E' una società liquida la nostra, senza punti fermi, valori. Senza radici che affondano nella sapienza di secoli e secoli, con lo sguardo immobile sul presente. E' una società in cui il passato sbiadisce, il futuro è un monito inascoltato, il presente appare sempiterno e imperturbabile. E' un mondo diluito dalla stupidità, un filtro a maglie strette che esclude qualsiasi pensiero solido mentre si corre ad occhi chiusi su un ripido pendio che conduce inevitabilmente ad un profondo baratro.

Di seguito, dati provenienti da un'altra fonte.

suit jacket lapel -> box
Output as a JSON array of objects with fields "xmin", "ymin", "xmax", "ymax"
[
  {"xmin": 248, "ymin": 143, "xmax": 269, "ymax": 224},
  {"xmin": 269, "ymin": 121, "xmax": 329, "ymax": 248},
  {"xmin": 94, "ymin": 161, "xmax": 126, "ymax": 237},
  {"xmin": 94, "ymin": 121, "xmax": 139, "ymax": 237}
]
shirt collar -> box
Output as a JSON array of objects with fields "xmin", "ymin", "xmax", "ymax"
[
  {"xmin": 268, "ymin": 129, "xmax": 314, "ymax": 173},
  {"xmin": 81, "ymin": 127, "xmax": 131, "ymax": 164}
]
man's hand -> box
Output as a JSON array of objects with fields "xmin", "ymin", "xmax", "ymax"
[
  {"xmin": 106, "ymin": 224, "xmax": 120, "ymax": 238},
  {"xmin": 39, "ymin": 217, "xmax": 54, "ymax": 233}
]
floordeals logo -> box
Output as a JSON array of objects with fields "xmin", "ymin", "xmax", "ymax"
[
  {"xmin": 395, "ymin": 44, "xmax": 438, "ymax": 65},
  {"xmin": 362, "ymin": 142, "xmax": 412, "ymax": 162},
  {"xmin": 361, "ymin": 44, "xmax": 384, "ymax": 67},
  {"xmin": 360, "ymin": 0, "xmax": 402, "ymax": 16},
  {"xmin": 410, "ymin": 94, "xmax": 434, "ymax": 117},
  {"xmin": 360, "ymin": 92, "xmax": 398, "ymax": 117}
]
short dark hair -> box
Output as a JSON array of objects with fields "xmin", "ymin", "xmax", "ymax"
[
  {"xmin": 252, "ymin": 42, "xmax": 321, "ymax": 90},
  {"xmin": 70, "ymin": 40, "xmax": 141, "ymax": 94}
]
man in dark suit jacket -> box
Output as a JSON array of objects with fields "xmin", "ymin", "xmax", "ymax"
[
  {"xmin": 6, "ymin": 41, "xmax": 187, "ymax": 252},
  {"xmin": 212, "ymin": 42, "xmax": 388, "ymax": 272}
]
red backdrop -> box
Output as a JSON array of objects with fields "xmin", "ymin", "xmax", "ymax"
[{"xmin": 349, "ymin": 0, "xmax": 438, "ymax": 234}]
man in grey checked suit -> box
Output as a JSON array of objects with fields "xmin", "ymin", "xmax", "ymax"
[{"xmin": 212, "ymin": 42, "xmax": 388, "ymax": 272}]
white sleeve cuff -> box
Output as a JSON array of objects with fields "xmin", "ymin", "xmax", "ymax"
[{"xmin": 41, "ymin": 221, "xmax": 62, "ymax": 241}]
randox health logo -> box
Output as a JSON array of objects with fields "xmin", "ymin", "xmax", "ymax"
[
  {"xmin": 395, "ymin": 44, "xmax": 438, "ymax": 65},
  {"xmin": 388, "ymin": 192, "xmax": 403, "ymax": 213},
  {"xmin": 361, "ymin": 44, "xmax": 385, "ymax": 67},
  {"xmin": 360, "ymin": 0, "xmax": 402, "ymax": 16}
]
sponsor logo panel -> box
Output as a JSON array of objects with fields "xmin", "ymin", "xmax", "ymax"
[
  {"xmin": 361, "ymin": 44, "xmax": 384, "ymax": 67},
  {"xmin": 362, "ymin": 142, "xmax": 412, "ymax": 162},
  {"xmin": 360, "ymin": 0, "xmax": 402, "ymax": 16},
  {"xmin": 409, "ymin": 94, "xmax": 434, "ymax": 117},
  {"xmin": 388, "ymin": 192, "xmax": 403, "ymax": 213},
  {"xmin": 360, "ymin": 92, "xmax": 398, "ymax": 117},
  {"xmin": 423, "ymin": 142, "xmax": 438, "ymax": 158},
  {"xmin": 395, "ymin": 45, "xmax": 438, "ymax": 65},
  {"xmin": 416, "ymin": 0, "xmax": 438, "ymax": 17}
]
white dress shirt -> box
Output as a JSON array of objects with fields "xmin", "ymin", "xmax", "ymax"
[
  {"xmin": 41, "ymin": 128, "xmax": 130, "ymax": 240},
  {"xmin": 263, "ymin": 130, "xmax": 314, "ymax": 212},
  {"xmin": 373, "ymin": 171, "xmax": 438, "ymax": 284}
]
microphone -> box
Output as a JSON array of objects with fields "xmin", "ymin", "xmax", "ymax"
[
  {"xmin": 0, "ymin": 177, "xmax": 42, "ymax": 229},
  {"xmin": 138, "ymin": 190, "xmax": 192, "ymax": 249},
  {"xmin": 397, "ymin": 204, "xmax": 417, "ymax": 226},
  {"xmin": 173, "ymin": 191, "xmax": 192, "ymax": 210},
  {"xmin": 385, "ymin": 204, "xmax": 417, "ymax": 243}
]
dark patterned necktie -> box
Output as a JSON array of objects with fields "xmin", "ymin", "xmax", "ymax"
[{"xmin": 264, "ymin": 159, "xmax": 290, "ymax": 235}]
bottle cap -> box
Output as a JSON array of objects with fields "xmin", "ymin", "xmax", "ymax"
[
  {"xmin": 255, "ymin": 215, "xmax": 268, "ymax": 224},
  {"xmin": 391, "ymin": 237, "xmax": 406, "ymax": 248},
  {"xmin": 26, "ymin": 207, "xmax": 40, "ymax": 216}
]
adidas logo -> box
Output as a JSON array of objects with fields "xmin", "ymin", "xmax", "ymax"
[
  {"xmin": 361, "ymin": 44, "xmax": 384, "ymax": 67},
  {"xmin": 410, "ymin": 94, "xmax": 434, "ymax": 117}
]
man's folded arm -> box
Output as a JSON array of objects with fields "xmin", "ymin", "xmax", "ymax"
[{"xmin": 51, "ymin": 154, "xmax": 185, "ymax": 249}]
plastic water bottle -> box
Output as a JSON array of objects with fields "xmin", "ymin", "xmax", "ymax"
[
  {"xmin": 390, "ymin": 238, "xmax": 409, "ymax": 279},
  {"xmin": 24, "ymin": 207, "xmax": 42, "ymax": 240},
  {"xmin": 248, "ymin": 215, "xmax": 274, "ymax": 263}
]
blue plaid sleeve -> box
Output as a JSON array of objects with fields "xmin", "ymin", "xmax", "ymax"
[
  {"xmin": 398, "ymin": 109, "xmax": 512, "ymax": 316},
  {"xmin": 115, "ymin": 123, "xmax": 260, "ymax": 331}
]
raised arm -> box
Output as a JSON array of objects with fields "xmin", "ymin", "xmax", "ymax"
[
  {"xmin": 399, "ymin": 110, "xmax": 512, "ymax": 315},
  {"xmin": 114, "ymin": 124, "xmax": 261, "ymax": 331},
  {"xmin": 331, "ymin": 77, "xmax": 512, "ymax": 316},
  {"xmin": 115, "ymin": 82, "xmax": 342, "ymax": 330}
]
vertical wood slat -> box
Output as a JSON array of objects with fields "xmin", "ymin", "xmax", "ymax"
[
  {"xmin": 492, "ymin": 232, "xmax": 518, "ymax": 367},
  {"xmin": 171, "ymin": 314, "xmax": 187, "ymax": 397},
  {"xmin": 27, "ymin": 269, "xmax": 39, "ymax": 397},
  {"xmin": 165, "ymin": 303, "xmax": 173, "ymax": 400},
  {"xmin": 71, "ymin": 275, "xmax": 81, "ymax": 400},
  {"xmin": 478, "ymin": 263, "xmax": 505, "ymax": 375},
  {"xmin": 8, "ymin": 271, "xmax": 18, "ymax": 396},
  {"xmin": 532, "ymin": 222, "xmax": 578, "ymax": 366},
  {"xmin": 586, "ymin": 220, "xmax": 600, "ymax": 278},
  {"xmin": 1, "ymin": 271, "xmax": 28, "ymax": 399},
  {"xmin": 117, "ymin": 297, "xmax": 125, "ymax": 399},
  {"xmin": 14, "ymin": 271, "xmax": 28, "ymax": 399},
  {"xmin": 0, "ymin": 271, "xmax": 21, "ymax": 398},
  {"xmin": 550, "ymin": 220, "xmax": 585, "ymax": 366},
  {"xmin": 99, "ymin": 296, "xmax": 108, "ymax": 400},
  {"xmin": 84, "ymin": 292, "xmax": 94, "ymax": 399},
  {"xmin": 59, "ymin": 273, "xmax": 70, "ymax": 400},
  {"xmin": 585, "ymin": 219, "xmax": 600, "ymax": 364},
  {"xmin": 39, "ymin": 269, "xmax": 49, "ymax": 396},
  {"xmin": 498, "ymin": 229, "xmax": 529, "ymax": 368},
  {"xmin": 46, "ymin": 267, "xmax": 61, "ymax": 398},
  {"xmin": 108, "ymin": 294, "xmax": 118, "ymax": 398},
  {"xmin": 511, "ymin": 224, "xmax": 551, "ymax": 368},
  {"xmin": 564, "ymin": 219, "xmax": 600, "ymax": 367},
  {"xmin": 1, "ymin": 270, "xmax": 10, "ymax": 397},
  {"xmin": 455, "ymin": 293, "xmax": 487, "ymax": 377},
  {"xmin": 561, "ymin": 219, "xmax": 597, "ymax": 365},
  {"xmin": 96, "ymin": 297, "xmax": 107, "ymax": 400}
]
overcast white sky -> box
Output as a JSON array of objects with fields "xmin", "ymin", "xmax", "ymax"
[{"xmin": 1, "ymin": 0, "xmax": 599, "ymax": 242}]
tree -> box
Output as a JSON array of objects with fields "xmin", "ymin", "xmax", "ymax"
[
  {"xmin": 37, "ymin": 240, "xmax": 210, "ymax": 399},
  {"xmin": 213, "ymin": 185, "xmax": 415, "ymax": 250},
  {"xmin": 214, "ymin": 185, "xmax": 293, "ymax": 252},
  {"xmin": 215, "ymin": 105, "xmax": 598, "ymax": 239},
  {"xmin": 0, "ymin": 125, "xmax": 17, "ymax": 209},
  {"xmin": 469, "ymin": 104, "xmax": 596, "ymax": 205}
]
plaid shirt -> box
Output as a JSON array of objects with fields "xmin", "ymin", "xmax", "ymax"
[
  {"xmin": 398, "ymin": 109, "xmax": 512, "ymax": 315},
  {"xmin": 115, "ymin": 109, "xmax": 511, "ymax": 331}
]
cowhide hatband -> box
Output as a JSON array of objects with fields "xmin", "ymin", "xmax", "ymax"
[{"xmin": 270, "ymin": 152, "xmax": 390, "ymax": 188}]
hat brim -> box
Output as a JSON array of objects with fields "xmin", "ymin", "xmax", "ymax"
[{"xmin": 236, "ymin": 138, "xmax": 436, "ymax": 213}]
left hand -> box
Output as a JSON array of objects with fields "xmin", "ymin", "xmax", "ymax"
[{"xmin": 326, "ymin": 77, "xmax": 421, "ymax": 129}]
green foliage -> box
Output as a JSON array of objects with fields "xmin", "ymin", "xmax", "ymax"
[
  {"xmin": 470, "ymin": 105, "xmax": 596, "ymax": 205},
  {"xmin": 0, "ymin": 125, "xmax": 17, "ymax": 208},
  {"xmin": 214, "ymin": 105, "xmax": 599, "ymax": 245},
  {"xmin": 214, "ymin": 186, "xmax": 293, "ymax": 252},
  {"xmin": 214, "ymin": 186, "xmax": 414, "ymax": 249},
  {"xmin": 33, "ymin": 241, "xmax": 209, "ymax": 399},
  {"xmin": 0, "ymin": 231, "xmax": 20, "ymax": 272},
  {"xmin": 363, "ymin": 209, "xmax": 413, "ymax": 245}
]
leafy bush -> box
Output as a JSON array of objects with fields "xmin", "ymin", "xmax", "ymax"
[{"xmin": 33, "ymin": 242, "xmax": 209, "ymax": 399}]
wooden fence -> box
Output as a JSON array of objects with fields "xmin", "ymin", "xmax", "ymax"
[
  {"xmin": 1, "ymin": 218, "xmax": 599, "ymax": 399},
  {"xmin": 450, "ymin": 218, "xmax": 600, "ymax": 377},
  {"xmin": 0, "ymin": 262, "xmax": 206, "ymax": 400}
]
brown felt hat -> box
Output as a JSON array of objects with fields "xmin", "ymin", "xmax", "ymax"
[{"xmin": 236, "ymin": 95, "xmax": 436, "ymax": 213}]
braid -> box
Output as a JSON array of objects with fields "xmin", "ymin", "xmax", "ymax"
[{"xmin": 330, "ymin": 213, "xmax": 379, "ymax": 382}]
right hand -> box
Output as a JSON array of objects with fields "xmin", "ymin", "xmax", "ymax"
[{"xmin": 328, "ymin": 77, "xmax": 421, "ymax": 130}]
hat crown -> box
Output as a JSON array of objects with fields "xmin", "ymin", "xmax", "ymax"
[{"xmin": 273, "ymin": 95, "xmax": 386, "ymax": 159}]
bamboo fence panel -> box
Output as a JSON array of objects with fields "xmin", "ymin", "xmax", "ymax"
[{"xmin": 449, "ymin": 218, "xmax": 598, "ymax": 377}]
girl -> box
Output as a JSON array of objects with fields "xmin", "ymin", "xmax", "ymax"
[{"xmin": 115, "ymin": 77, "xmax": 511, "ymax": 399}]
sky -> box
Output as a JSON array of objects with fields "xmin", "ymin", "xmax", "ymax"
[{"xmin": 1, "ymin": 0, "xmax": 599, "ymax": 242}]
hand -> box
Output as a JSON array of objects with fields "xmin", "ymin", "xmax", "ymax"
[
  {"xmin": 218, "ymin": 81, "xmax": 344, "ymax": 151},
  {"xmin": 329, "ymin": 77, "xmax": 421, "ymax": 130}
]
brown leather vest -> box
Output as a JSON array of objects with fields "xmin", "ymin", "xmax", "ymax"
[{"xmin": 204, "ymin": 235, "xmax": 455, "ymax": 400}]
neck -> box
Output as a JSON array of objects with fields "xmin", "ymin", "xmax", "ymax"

E' la stupidità imperante che cancella l'attrito, è essa che pigia il pedale dell'acceleratore. E' una società senza freni, i cui occhi sono annebbiati dal desiderio di denaro, potere, bellezza.
E' una società che rinnega i concetti per l'incapacità di penetrare nel profondo del pensiero. Solo il concreto, l'aspetto, iniziano a contare mentre lo sguardo dell'umanità si ferma sulla superficie.
L'uomo di superficie, che non è l'uomo superficiale, ha paura del dubbio, teme di penetrare negli abissi dell'animo umano.
E anche se lo si nega, siamo anche in piccola parte schiavi del modello di bellezza imperate, nonostante i nostri sforzi siamo costretti a soggiacere ad una realtà in cui la bellezza è Dio, la cura dell'aspetto religione.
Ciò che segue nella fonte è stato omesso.